The amount of the accounting revaluation will be taken to a specific account for revaluation reserve. Subsequently, this amount may be used to reduce accounting losses, to increase share capital, or for freely distributable reserves. Therefore, the measure will also enable the enhancement of companies' internal financing, by improving their access to capital and debt markets.
The updating coefficients will be established in the implementing regulations bearing in mind the purchase price and accumulated depreciations. Updating balance sheets is a measure that is performed with a certain regularity. The latest updates were approved in 1983 and 1996.
Moreover, and on a temporary basis for 2013 and 2014, the Treasury will limit the tax deductibility of depreciations of tangible fixed assets performed by large companies. This will be 70% of the maximum envisaged in the tables. This measure will come into effect in 2013 through payment in instalments. SMEs and micro-SMEs are excluded; they will be able to depreciate in the usual manner.
Short-term capital gains
The Bill also modifies the taxation system applicable to capital gains obtained in the short- term, with the aim of preventing speculative movements. Thus, gains deriving from the sale of assets held by the taxpayer for a year or less will be incorporated into the general tax base of Personal Income Tax. These gains will be taxable at the general rate, i.e. at the taxpayer's rate instead of at the rate of tax on savings, which has been the case to date.

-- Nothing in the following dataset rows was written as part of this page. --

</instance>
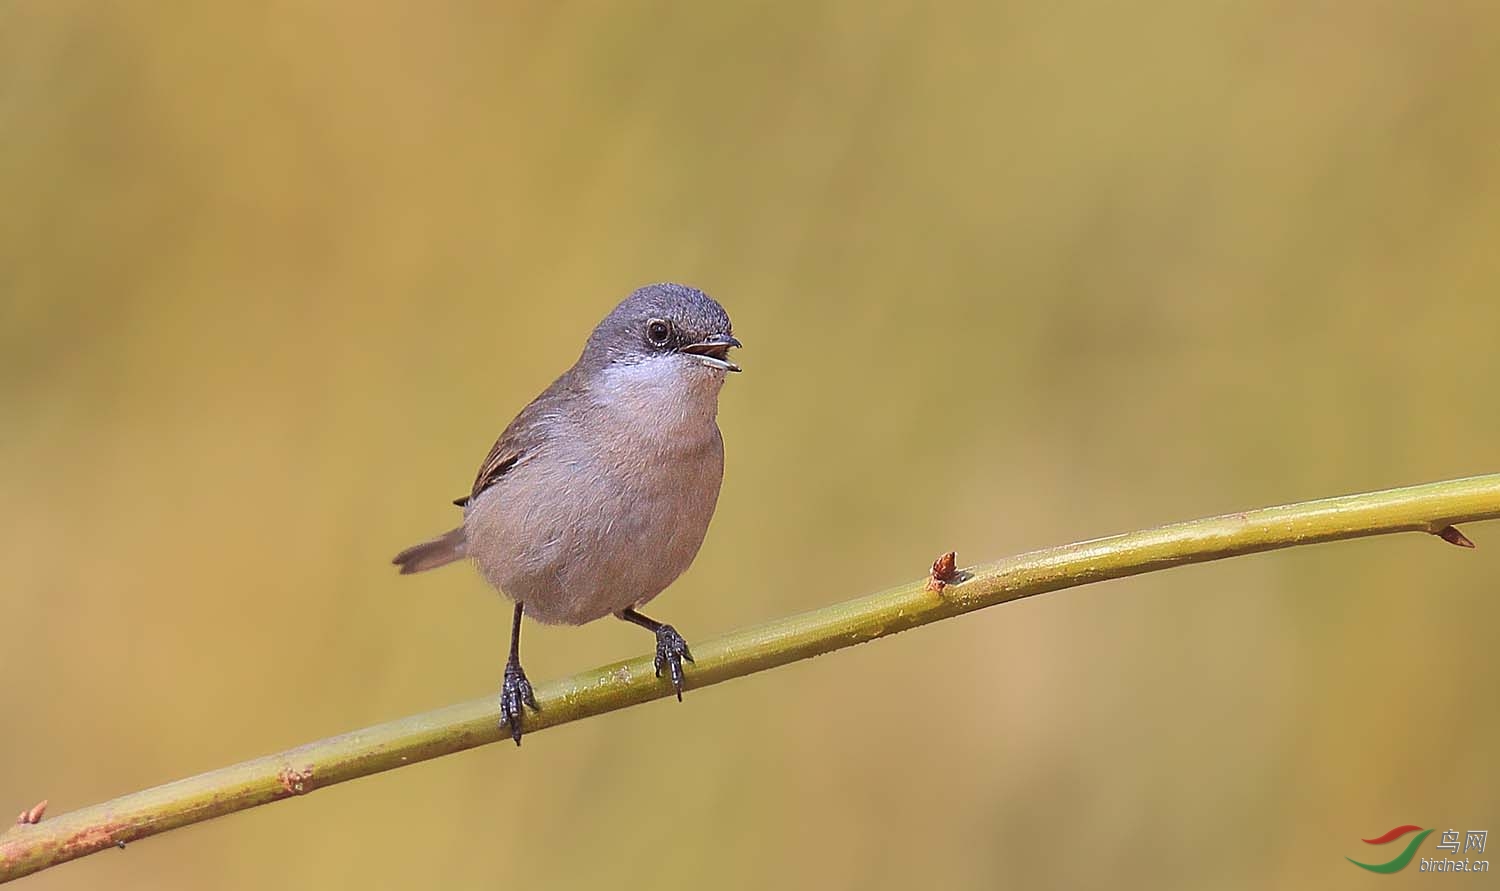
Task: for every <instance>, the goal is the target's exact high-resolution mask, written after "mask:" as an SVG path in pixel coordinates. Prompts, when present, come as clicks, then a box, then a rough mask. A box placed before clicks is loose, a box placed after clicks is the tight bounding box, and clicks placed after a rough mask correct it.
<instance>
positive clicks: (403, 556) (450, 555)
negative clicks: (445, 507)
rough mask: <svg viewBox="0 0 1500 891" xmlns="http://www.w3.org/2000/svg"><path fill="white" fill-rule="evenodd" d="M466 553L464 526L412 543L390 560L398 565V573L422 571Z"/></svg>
mask: <svg viewBox="0 0 1500 891" xmlns="http://www.w3.org/2000/svg"><path fill="white" fill-rule="evenodd" d="M465 553H468V540H466V538H465V537H463V526H459V528H456V529H449V531H447V532H443V534H441V535H438V537H437V538H432V540H431V541H423V543H422V544H413V546H411V547H408V549H405V550H402V552H401V553H398V555H396V558H395V559H392V562H395V564H396V565H399V567H401V574H404V576H410V574H411V573H422V571H426V570H429V568H438V567H440V565H447V564H450V562H453V561H455V559H459V558H462V556H463V555H465Z"/></svg>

Furthermore, the Treasury will establish a 20% tax on prizes won in lotteries and bets organized by the State Lottery and Betting Corporation (Sociedad Estatal Loterías y Apuestas del Estado) and by the Autonomous Communities, and in sweepstakes organised by the Red Cross and the Spanish National Organisation of the Blind (ONCE). This will be applied to prizes won as of 1 January 2013. Prizes totalling less than € 2,500 will be exempt from this tax. In addition, a once and for all withholding or payment on account is established, equal to the amount of said special tax.
Moreover, with regard to Wealth Tax, taxation on the wealth of individuals is extended to 1 January 2014. The Autonomous Communities may establish tax breaks with regard to this tax.
Housing and Property Tax (IBI)
With regard to real estate property, the deduction for investment in the taxpayer’s ordinary residence is eliminated for acquisitions made as of 1 January 2013. This measure, which was already announced by the President of the Government in the Congress of Deputies, responds to the recommendations made by the European Commission. The deduction for acquisitions prior to 2013 is maintained.
In addition, City Councils may choose to tax, through Property Tax (IBI), the historical and artistic heritage assigned to economic activities.